Let $R$ a ring and we define $$\text{seq}R=\{f=(a_0,a_1,\dots,)\;|\;a_i\in R\}.$$
On this set we define the following operation: let $f=(a_n)_{n\ge0}$ and $g=(b_n)_{n\ge0}$ $$fg=(c_0,c_1,\dots,),$$ where $$c_k=\sum_{i+j=k} a_ib_j.$$
My problem is to prove that this product is associative.
That is let $f=(a_n)_{n\ge0}, g=(b_n)_{n\ge 0}, h=(c_n)_{n\ge 0}$. I must prove that $(fg)h=f(gh)$.

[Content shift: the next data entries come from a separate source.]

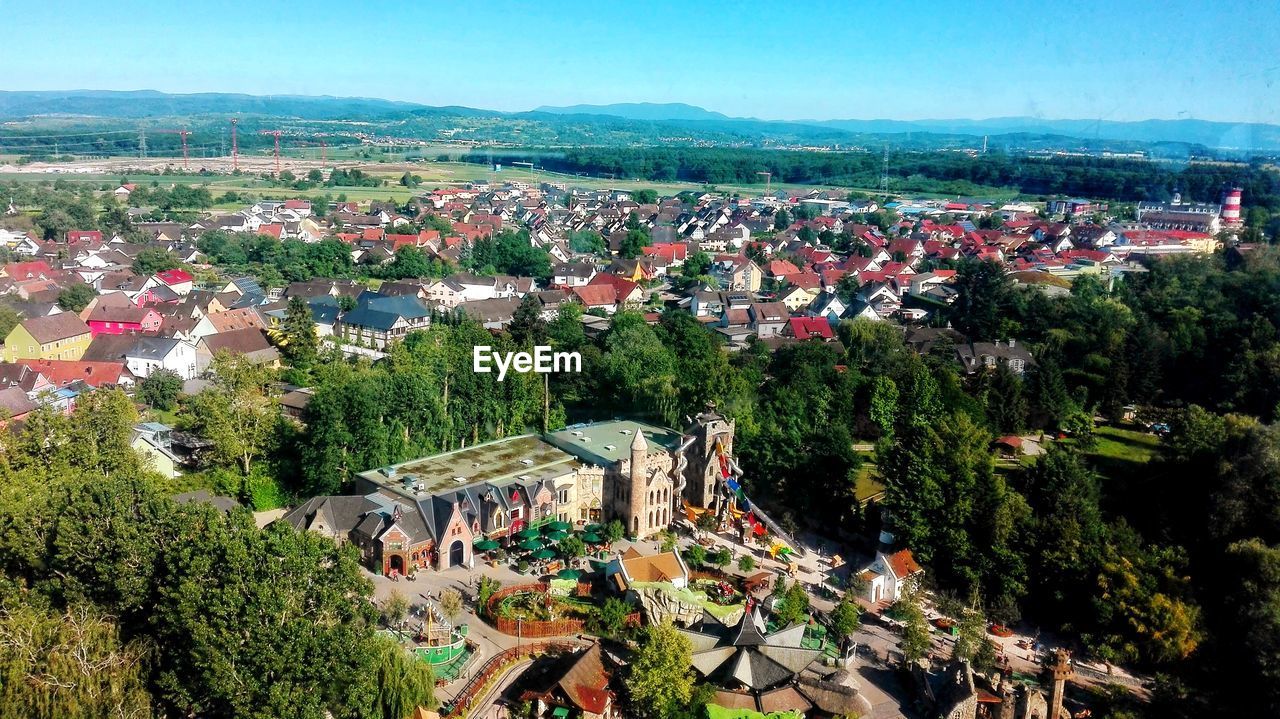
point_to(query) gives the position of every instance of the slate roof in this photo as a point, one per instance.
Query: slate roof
(745, 656)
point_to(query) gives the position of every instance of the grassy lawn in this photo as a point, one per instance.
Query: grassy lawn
(868, 484)
(1116, 445)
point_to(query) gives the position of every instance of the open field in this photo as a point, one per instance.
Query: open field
(388, 166)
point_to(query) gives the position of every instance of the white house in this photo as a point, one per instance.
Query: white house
(151, 353)
(890, 575)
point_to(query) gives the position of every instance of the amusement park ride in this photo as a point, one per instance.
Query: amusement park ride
(736, 507)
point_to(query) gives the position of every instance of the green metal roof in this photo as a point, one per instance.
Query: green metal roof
(606, 443)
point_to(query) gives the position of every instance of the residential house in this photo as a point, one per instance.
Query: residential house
(493, 314)
(631, 567)
(579, 687)
(598, 297)
(379, 320)
(112, 317)
(14, 406)
(572, 274)
(151, 353)
(178, 280)
(810, 328)
(890, 575)
(65, 372)
(768, 319)
(154, 442)
(53, 337)
(250, 343)
(991, 355)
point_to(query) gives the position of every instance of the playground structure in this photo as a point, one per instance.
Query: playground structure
(735, 505)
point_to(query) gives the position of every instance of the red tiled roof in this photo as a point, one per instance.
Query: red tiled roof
(597, 294)
(174, 276)
(807, 328)
(903, 563)
(65, 371)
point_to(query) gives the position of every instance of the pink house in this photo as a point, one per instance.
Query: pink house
(114, 319)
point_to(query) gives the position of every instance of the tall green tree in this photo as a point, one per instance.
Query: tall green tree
(661, 679)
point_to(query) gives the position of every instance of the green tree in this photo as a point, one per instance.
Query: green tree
(845, 618)
(695, 555)
(572, 546)
(915, 628)
(151, 261)
(794, 608)
(76, 297)
(296, 335)
(160, 389)
(634, 243)
(238, 413)
(528, 328)
(661, 681)
(400, 681)
(611, 619)
(69, 664)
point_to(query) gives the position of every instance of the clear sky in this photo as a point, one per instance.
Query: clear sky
(1109, 59)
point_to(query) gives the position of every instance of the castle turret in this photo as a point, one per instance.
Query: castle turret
(1060, 672)
(639, 484)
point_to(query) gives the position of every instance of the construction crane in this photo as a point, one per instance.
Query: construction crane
(234, 147)
(277, 134)
(182, 133)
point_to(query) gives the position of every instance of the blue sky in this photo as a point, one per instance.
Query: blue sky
(1119, 60)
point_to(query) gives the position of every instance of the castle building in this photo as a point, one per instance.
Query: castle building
(429, 512)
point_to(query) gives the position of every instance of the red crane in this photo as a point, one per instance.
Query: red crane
(234, 149)
(277, 133)
(182, 133)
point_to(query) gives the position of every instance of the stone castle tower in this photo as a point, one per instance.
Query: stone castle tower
(639, 472)
(702, 472)
(1060, 672)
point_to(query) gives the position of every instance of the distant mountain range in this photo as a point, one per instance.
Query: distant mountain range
(640, 111)
(1208, 133)
(647, 123)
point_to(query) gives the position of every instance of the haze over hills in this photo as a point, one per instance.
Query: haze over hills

Now $$(fg)h=(d_0,d_1,\dots,)(c_0,c_1,\dots),$$ where $d_k=\sum_{i+j=k} a_ib_j$. Then $$(fg)h=(d_0,d_1,\dots,)(c_0,c_1,\dots,)=(e_0,e_1,\dots),$$ where $$e_s=\sum_{k+t=s}d_kc_t,$$ therefore $$e_s=\sum_{k+t=s}\bigg(\sum_{i+j=k}a_ib_j\bigg)c_t.$$
How can I proceed now to show that $(fg)h=f(gh)$?
Thanks!
Letting $a_n=b_n=c_n=0$ for $n<0$, you can rewrite the formula as $$ e_s=\sum_{k=0}^\infty\biggl(\sum_{i=0}^{\infty}a_ib_{k-i}\biggr)c_{s-k}= \sum_{k=0}^{\infty}\sum_{i=0}^{\infty}a_ib_{k-i}c_{s-k} $$ and now you can switch the sums: $$ e_s=\sum_{i=0}^\infty\sum_{k=0}^{\infty}a_ib_{k-i}c_{s-k}= \sum_{i=0}^\infty a_i\biggl(\sum_{k=0}^{\infty}b_{k-i}c_{s-k}\biggr) $$